An older woman who owns a motel is robbed at gunpoint by a man wearing a trench coat, hat, and bandana covering his face. The woman won't tell him where she keeps her money, so he slugs her with the gun, searches a few boxes, but then leaves empty handed.
When the Highway Patrol arrive she says she recognizes the man as somebody who checked into the hotel the night before, Roger Taylor, from the clothing he was wearing. Taylor professes his innocence though he has no alibi, and he admits to having a trench coat and hat, but none are found in his room. He's a man on his way to Baltimore who owns a grocery store and has no money problems.
Dan Matthews asks him if he'd be willing to take a lie detector test. Taylor agrees because he has nothing to hide. He passes the test which is given over four hours asking a combination of mundane questions and questions applicable to the crime. Then the test is given to the hotel owner to see if she is either lying or has doubts about who she is accusing. She passes too.

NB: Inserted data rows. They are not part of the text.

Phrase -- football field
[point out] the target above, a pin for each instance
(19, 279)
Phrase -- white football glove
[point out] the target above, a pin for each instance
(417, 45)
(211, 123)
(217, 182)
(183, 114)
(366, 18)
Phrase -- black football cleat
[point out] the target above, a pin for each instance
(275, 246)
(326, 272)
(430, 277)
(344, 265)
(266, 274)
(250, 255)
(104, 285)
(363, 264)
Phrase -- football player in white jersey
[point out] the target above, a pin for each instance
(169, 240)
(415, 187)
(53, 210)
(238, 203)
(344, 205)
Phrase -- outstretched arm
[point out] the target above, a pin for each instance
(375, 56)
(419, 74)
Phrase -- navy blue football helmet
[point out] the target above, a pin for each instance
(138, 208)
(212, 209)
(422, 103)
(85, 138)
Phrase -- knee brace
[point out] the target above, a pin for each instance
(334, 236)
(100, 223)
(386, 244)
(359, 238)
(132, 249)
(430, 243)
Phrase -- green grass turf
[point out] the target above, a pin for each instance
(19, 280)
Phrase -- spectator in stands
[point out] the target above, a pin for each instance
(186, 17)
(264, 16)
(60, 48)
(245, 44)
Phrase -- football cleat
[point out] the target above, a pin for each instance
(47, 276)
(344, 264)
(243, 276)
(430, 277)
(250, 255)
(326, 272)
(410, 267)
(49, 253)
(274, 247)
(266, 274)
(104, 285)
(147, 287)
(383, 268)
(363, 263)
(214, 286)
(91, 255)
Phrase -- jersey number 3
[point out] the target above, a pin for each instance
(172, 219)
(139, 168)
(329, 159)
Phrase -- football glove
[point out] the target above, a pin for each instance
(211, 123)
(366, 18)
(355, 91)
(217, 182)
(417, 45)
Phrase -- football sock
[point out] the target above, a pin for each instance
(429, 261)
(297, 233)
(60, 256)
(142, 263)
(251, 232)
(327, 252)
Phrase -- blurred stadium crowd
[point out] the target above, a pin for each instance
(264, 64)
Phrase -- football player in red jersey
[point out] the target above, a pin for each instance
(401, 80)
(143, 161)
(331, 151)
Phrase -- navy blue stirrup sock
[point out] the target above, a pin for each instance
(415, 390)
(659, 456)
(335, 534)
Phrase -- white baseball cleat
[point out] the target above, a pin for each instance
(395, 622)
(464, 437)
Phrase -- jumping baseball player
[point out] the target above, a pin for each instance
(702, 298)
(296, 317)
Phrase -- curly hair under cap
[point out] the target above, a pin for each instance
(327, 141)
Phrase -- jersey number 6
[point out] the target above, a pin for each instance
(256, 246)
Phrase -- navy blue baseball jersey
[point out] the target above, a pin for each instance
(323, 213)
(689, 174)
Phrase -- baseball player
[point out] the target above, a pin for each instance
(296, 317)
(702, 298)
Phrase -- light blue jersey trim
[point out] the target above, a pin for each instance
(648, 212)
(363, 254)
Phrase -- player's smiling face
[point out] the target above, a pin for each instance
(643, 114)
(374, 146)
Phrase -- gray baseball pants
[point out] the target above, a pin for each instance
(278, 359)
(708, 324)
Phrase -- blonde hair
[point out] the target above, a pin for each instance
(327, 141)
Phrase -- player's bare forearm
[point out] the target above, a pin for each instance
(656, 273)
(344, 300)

So Matthews is at an impasse. He has two people with test results that are at odds with one another. The owner believes she is accusing the right man. The accused at least believes he didn't do it. Or one or both of them are sociopaths! Complications ensue.
"Lie detectors", or polygraphs which are their true names, were never administered like this - With the subject holding their fingers in the air and only that one sensor being employed. That would be a unigraph, and not at all accurate.
Putting it center stage in the script was interesting though, and maybe put a chill through any bad guys watching that might really think that the police managed to put God in a box.